Are Nitrates Harmful for my Aquarium?

Beautiful aquarium fish

Aquarium nitrate is inevitable as it results from the break down of waste. Below is a brief outline of the main effects nitrate has on the fish tank.

Nitrate is a primary food source for algae.

Nitrate levels above 10 ppm often cause and fuel rapid algae growth in the aquarium. Green aquarium water (a free-floating algae bloom) is also a very common result of elevated nitrate levels in the fish tank. Once algae are present, persistently high nitrate levels will cause the algae to overtake and become oppressive. This is what’s known as an algae bloom. At this stage nitrate is often overlooked as the cause because levels may be low when testing the water. A low nitrate reading during a severe algae outbreak is due to the algae taking up nitrate at an equal or faster rate then it is being produced.

Nitrate affects the health of aquatic life in the fish tank.

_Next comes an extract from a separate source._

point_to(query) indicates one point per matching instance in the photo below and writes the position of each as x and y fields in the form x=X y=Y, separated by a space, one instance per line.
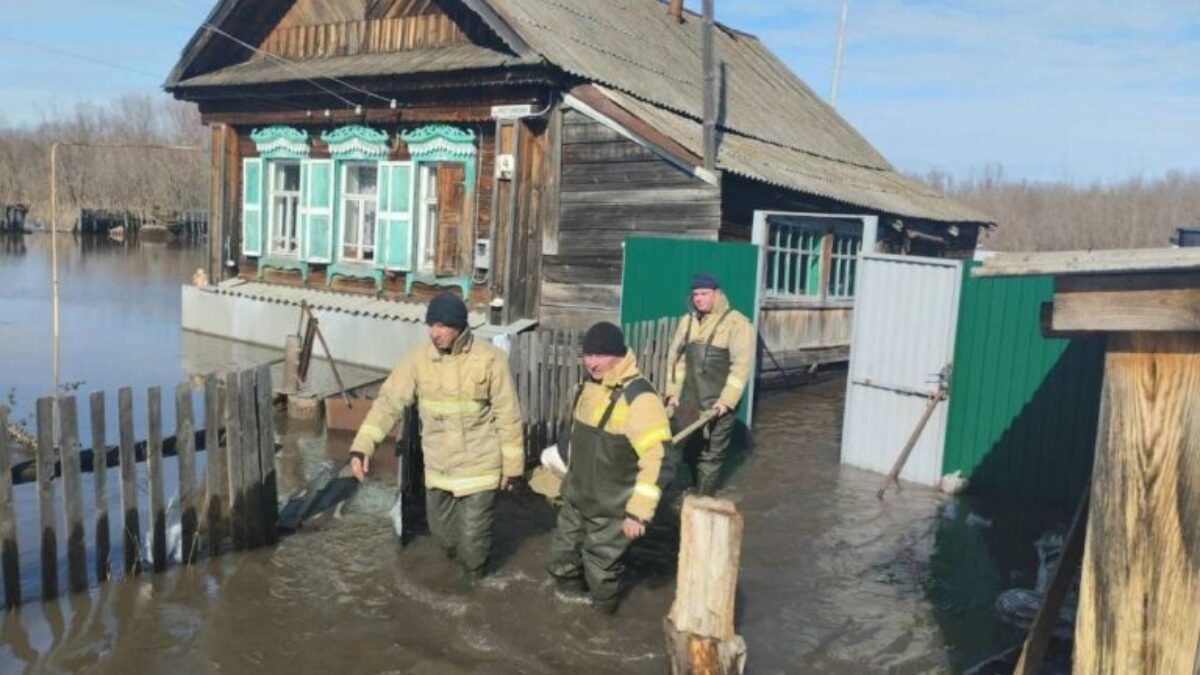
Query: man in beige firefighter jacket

Some aquatic life has very low nitrate tolerances. More sensitive species include invertebrates, corals, and fry. These can be adversely affected from short-term exposure. Almost all aquarium livestock, including fish, experience serious consequences when exposed to high nitrate levels long term. The effects of nitrates on fish are twofold. The direct effect is physiological. Nitrates lower antibody production, affect the composition of the blood, cause kidney damage, decrease fertility, and also affect osmoregulation (ability to regulate fluids). A more indirect effect is fish stress. Nitrates, and the resulting decline in water quality cause stress on fish. Stress reduces the slime coat making the fish more vulnerable toward disease. High nitrates also contribute to lower dissolved oxygen levels in the water.

The Bottom-Line

Rising, or persistently high nitrate levels indicate and cause problems with water quality of the aquarium and consequently fish health. Nitrate levels should be kept at the lowest level possible and ideally should never exceed 10 ppm long term.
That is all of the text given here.